Cuando
Stefano Roi cumplió los doce años, pidió como regalo a su padre, capitán de
barco y patrón de un bonito velero, que lo llevase consigo a bordo.
- Cuando sea mayor -dijo-, quiero
navegar por los mares como tú. Y mandaré barcos todavía más bonitos y grandes
que el tuyo.
-Dios te bendiga, hijo mío
-respondió su padre. Y como justamente aquel día su carguero debía partir, se
llevó al chico consigo.
Era un
espléndido día de sol; el mar estaba tranquilo. Stefano, que nunca había subido
al barco, paseaba feliz por cubierta admirando las complicadas maniobras del
aparejo. Y preguntaba esto y lo otro a los marineros, que, sonriendo, se lo
explicaban todo.
Cuando
fue a parar a la toldilla, el chico, picado por la curiosidad, se detuvo a
observar una cosa que salía intermitentemente a la superficie a una distancia
de unos doscientos o trescientos metros, allí donde estaba la estela de la
nave.
Aunque el
carguero volara ya, empujado por un magnífico viento de popa, aquella cosa
mantenía siempre la misma distancia. Y, aunque él no comprendía su naturaleza,
tenía algo indefinible que lo atraía intensamente.
Al dejar
de ver a Stefano por allí, su padre, después de haberlo llamado a grandes voces
en vano, abandonó el puente y fue a buscarlo.

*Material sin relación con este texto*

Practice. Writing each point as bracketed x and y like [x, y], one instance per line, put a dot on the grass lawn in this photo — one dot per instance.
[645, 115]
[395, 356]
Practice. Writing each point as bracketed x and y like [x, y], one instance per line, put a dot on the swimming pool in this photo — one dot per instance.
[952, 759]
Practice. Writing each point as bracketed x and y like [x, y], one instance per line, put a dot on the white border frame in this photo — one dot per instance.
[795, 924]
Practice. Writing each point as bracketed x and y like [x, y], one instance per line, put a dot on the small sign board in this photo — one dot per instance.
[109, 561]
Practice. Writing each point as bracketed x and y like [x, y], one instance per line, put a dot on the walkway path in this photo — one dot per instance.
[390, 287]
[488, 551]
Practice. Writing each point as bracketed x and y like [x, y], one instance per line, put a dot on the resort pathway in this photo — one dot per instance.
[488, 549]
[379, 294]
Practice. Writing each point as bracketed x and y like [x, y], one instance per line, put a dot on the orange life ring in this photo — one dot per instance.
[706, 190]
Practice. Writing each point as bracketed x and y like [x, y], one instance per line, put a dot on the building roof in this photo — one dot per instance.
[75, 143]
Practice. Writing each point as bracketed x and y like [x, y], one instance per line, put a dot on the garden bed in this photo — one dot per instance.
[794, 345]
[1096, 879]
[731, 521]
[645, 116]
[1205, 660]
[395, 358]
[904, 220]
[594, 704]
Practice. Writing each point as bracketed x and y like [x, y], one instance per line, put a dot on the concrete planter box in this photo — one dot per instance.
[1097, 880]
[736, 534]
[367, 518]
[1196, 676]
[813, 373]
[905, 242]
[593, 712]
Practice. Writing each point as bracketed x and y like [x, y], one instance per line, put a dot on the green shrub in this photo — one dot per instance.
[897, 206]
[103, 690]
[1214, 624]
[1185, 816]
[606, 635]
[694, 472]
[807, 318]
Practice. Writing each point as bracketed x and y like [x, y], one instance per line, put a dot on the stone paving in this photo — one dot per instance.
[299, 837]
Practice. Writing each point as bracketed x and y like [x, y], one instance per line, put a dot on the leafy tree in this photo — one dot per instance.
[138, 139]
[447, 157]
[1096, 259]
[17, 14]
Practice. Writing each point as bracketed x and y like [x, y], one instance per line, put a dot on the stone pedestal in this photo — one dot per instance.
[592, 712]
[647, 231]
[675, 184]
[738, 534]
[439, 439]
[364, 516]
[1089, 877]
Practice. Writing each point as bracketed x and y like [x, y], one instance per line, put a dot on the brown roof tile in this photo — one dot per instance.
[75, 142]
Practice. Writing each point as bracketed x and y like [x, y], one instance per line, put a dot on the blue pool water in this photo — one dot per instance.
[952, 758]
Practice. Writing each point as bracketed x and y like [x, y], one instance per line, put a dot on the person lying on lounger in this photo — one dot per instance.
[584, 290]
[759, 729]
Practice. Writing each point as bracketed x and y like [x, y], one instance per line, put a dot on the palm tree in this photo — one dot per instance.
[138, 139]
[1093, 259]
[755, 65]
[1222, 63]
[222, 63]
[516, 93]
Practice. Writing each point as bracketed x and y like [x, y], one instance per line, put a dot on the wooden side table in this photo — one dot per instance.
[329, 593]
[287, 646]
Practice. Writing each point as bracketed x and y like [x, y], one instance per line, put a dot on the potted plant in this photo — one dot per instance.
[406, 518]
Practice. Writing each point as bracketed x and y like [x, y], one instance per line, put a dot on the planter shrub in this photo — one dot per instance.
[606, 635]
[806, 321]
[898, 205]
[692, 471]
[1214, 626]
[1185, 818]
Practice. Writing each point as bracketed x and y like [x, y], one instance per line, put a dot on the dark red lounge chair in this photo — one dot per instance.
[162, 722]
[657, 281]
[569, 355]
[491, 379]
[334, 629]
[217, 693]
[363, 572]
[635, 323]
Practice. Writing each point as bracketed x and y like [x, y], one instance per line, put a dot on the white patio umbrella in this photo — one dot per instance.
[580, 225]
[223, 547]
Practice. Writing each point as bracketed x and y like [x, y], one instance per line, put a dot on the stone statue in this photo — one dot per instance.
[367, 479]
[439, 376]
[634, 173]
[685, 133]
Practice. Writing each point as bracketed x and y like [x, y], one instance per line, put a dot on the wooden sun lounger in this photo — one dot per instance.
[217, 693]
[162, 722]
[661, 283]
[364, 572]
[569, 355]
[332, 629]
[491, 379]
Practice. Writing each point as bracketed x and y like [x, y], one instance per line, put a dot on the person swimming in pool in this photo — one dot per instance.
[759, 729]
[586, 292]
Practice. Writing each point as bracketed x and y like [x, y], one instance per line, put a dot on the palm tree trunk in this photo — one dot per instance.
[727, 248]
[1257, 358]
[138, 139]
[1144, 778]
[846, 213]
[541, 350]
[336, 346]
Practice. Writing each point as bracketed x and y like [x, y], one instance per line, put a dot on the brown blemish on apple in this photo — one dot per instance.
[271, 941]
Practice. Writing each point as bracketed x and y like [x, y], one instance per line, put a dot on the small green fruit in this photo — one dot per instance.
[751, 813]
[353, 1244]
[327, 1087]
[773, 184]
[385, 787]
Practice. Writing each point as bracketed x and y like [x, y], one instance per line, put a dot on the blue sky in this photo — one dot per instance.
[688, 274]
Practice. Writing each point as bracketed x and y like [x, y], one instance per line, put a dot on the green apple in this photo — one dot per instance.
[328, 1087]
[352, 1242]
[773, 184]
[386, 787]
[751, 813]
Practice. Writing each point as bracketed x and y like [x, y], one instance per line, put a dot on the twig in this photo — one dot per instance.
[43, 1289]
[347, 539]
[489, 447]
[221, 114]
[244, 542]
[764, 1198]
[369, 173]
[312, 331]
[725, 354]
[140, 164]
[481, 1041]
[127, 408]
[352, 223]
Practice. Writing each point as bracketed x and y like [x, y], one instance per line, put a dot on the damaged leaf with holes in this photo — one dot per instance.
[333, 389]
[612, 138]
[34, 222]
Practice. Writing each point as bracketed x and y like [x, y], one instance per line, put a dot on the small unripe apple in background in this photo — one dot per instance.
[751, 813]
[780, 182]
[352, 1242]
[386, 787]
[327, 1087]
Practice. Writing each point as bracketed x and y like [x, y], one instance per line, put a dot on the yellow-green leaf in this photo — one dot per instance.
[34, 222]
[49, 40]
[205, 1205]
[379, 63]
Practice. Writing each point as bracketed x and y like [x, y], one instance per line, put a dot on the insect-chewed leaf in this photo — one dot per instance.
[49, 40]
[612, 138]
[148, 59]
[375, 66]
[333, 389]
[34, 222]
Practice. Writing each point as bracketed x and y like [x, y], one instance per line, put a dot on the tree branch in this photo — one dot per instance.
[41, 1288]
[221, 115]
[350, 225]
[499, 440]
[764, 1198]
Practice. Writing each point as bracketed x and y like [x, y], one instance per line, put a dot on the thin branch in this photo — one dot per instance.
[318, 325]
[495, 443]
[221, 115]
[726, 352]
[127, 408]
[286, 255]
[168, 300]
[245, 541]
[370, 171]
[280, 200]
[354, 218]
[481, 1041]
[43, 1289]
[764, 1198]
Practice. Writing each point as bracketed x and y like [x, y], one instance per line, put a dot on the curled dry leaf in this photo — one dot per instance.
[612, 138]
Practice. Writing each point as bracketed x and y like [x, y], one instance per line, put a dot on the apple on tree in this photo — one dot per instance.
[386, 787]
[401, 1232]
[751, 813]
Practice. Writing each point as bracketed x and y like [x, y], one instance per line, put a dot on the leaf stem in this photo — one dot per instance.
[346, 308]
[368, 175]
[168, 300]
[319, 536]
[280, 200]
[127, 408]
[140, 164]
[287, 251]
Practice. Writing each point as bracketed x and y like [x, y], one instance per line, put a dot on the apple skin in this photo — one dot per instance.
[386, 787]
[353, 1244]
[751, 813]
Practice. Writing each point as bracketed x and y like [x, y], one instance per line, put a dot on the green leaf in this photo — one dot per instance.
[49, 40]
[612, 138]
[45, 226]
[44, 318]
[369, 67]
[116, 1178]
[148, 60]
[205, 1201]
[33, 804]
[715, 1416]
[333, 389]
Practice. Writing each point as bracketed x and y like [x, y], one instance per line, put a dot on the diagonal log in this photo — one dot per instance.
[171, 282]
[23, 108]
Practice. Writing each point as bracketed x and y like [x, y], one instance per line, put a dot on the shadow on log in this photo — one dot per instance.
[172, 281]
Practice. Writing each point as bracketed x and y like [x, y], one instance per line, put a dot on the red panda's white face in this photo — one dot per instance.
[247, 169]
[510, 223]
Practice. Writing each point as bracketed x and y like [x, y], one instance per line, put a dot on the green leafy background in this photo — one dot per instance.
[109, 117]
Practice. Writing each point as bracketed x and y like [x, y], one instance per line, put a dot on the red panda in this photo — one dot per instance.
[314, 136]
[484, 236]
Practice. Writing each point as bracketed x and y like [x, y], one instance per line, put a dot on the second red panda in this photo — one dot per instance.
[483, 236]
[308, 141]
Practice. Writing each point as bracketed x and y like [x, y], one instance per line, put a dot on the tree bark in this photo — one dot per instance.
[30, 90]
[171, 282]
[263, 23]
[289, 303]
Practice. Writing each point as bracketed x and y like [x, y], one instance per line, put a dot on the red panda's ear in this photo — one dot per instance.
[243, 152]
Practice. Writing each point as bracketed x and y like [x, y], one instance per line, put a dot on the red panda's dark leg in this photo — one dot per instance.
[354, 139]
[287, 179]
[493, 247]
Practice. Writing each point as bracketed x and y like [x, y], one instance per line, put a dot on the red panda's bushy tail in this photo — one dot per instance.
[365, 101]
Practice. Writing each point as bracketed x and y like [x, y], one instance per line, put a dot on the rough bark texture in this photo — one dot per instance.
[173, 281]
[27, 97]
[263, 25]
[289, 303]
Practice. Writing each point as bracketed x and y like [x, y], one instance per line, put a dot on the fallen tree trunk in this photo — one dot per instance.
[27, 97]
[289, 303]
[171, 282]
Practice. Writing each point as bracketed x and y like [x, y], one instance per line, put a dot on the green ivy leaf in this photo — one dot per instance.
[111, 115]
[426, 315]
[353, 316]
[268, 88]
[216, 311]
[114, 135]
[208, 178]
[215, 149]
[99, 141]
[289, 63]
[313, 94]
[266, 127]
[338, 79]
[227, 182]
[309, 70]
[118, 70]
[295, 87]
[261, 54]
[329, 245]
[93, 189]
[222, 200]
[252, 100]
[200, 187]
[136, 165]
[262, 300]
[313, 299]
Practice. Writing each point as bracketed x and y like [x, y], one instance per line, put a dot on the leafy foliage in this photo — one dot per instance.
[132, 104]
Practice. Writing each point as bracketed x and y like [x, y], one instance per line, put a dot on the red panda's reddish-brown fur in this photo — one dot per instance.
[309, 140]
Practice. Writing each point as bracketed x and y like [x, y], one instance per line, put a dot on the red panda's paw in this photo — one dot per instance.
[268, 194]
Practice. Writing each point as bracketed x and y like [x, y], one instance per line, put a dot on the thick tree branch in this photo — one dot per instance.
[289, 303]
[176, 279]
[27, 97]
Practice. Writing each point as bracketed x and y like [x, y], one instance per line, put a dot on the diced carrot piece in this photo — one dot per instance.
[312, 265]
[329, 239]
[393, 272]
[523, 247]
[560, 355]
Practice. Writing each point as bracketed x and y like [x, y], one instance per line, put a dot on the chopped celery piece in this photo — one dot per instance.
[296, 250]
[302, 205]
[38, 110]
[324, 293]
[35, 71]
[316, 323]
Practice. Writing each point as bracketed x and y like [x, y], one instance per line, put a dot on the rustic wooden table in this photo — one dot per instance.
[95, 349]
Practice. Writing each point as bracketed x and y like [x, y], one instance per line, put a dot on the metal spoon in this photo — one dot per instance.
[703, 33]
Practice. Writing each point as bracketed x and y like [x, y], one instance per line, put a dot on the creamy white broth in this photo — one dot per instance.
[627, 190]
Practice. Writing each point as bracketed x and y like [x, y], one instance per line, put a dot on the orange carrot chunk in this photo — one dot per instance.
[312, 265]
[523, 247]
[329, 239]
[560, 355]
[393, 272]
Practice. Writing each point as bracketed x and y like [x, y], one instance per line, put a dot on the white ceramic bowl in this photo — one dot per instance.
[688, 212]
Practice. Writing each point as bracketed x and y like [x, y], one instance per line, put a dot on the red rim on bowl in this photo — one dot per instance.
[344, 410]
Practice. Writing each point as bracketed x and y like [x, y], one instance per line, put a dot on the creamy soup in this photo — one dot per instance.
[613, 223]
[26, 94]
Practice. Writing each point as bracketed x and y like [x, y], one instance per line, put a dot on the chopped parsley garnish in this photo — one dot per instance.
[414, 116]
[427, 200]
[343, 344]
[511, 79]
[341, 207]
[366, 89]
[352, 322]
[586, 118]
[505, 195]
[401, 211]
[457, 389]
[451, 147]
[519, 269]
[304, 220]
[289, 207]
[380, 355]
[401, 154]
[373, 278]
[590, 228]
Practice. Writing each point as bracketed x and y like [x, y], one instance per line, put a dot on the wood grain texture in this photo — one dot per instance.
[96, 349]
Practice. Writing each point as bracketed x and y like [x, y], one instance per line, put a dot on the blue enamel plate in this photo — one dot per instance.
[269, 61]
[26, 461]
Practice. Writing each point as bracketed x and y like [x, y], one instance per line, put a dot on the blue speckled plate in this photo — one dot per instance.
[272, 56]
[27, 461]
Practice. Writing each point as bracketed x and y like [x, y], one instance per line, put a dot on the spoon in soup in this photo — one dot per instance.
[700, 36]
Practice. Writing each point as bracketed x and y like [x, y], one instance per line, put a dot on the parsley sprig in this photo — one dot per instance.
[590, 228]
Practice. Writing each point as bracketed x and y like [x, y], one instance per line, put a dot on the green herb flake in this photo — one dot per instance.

- Stefano, ¿qué haces ahí plantado?
-le preguntó al verlo finalmente en la popa, de pie, absorto en las olas.
- Ven a ver, papá.
El padre
acudió y miró también en la dirección que le indicaba el muchacho, pero no
alcanzó a ver nada.
- Es una cosa oscura que asoma cada
tanto de la estela -dijo-, y que nos sigue.
- A pesar de mis cuarenta años
-dijo su padre-, creo tener todavía buena vista. Pero no veo nada en absoluto.
Como su
hijo insistiera, fue en busca del catalejo y exploró la superficie del mar allí
donde estaba la estela. Stefano lo vio ponerse pálido.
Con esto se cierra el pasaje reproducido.